The Pro-Active Voice of the Morobe Business Sector

Life after the LNG Construction Boom

BUSINESSES in PNG are adjusting to the winding down of the construction phase of the PNG LNG project.

By Martyn Namorong

With the project more than 95% complete, there are limited opportunities for many who once enjoyed growth as a result of the construction phase.

In a March presentation to the Port Moresby Chamber of Commerce, Bank of PNG governor Loi Bakani urged the government to capitalise on the end of LNG construction.

“With the completion of the construction phase of the LNG project, the government should coordinate its efforts and priorities towards utilising the labour and capital that are released from the project,” Bakani said.

A recent Business Advantage PNG survey of PNG’s top CEOs also found that there had been a decline in business confidence.

Despite around half of the CEOs expecting increased profitability of their businesses, the number of businesses expecting reductions in profit had doubled and one third of businesses also anticipated reductions in their staffing levels this year.

Indeed, the government has done that by pumping billions of kina into the construction of vital infrastructure.

National budget figures indicate a doubling of infrastructure spending from K1.8 billion ($A693 million) in 2013 to K2.7 billion this year.

However, the Asian Development Bank’s outlook for 2014 highlighted weaknesses in implementation of projects by the government.
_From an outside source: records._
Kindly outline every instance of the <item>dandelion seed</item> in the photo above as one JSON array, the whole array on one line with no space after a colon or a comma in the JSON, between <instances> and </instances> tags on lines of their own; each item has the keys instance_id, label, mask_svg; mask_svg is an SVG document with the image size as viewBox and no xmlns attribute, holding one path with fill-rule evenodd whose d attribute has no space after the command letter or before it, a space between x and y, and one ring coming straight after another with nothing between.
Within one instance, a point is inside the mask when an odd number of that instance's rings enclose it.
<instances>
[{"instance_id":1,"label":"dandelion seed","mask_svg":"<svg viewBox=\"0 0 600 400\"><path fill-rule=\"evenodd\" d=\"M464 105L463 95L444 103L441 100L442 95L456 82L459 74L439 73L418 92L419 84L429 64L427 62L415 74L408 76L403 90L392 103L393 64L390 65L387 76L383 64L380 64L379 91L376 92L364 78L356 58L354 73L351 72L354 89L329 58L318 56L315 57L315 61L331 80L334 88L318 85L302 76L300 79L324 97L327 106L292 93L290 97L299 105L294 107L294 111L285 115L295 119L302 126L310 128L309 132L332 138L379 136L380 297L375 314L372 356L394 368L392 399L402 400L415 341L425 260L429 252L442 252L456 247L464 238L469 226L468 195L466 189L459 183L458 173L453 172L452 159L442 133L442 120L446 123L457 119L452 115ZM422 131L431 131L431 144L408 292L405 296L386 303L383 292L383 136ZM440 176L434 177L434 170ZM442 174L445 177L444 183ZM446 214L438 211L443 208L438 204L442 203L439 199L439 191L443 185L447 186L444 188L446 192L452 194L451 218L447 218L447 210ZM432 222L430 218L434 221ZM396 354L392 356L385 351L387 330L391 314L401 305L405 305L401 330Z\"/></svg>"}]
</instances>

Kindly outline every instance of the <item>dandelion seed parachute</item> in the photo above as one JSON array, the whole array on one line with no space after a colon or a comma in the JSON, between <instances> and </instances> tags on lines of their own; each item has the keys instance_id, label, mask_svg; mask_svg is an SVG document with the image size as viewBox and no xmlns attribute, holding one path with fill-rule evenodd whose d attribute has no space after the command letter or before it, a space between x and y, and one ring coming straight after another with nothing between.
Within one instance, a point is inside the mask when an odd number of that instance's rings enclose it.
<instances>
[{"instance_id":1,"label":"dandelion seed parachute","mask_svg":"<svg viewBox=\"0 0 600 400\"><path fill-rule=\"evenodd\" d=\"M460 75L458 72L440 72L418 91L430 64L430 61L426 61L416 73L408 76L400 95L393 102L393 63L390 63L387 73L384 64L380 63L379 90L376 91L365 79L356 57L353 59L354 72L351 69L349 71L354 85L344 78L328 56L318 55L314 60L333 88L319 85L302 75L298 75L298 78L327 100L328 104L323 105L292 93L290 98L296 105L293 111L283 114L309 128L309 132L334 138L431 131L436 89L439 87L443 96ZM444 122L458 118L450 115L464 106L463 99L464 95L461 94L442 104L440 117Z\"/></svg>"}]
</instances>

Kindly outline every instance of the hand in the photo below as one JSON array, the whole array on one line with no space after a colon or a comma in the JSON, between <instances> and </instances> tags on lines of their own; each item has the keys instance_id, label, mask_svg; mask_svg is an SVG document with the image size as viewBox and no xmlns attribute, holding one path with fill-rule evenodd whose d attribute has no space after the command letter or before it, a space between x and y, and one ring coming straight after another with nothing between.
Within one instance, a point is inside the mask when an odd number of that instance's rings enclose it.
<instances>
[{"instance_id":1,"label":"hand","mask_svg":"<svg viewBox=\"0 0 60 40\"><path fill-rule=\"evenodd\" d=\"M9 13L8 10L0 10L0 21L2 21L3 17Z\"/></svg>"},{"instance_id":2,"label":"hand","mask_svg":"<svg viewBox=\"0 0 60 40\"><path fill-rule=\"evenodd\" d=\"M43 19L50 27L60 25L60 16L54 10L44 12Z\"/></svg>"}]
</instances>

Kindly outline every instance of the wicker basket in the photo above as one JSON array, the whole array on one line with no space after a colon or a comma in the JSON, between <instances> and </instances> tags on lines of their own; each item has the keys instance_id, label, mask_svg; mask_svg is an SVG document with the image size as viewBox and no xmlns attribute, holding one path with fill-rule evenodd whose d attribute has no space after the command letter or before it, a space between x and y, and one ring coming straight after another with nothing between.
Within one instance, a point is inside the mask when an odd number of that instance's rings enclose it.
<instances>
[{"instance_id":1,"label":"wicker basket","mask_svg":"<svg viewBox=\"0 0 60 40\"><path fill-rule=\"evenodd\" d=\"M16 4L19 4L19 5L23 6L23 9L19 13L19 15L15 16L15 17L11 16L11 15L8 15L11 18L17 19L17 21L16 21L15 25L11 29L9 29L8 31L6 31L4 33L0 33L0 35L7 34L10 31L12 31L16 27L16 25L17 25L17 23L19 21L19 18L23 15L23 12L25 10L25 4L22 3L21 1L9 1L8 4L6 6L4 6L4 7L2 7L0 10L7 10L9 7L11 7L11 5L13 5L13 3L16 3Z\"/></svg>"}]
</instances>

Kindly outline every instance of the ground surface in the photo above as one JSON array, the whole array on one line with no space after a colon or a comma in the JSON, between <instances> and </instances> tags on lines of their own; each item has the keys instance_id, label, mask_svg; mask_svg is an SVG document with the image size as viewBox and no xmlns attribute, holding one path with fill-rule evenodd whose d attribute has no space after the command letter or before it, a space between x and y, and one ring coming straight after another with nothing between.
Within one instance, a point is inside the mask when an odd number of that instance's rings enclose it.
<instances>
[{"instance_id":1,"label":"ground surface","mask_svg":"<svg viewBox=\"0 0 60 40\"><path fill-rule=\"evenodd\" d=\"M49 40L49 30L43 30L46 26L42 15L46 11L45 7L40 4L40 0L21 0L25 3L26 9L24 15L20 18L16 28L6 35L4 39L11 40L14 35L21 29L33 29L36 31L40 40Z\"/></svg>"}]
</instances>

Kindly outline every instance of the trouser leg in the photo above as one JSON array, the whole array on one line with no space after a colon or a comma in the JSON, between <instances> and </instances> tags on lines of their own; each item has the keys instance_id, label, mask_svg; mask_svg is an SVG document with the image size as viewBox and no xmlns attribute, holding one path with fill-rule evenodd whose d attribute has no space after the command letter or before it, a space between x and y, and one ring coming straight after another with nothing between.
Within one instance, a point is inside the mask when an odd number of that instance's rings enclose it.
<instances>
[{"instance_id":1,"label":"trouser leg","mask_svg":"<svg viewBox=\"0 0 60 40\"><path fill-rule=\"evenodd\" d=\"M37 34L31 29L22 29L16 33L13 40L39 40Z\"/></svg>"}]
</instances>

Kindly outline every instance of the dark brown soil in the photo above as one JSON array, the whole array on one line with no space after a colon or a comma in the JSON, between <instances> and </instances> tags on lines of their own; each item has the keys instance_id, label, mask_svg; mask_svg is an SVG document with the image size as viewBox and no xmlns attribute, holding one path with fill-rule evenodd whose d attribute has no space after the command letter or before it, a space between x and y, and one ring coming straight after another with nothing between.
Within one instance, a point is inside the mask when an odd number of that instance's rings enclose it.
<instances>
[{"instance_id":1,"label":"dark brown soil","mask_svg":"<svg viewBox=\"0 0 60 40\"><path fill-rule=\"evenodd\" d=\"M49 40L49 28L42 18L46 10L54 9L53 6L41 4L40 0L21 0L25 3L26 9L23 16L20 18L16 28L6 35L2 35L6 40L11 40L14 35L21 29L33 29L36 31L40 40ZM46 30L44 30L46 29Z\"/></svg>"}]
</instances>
PNG’s generally unpredictable state of affairs is also reflected in the tendency for PNG’s economic variables to deviate from conventional wisdom.

Since the LNG project’s construction commenced in 2010, the real estate sector has been viewed as the proverbial “canary down the mine” with regards to the impacts of the LNG project on business.

The profit margins of PNG’s two largest property investors, Nambawan Super and Nasfund, are seen as a relative indicator of the performance of the real estate sector.

Despite the slowdown in LNG construction beginning last year, both funds have reported record profits for 2013.
Nasfund’s net profit rose by 50% to K335 million, while Nambawan Super saw profits grow by 17% to K410 million.

Despite these results, Nasfund chairman Mel Togolo warned Nasfund members that 2014 might not be as fruitful due to the winding down of the LNG construction phase and softer commodity prices.

“The kina is also expected to depreciate by 10% against a backdrop of decline in volume of exports and strong import demand from the retail, construction, manufacturing, petroleum and finance sectors,” Togolo stressed.

“The challenge of continuing to deliver at the same levels as in the previous two years will be more arduous this year and members must expect this.”

The recent stellar performance of the real estate sector provided the opportunity for the largest LNG related landowner company Hides Gas Development Company to diversify its interests.

In mid-2013, HGDC bought out the franchise rights to LJ Hooker in PNG.

Landowner companies such as HGDC have benefited from preferential contracts with the PNG LNG project.

In the third quarter of last year, the LNG project spent K280 million on services procured from landowner companies – a total of K2.48 billion has been spent on similar services thus far.

It is little wonder that the winding down of the LNG project has some landowner companies worried.

Last year HGDC chairman Libe Parindali told Radio Australia that he would like to see the expansion of the list of business opportunities reserved for landowner companies.

“The so-called reserved business area activity needs to be opened up,” Parindali said.

“Now they allow us to do light vehicles, catering, security, labour hire, camp maintenance but what is there for the long-term?”

Perhaps the landowner companies were seeing that despite preferential treatment in some business areas, they had received less than a third of total procurement contracts given to PNG companies.

Of the K10.31 billion the LNG project has spent in the country, landowner companies have received K2.43 billion, with the remainder going to non-landowner PNG-based companies.

Having raised community expectations, many PNG LNG tied landowner companies are faced with the unenviable task of demobilising local workers.

Parindali warned of potential for trouble outside the barbed wire and mesh fences of PNG LNG camp sites.

“I can’t sustain this animal and the expectations that we have created,” he told Radio Australia.

“If we give the jobs away to outsiders, they will not worry about us and then outside the fence we will have the people with high expectations, who cause problems for the project.”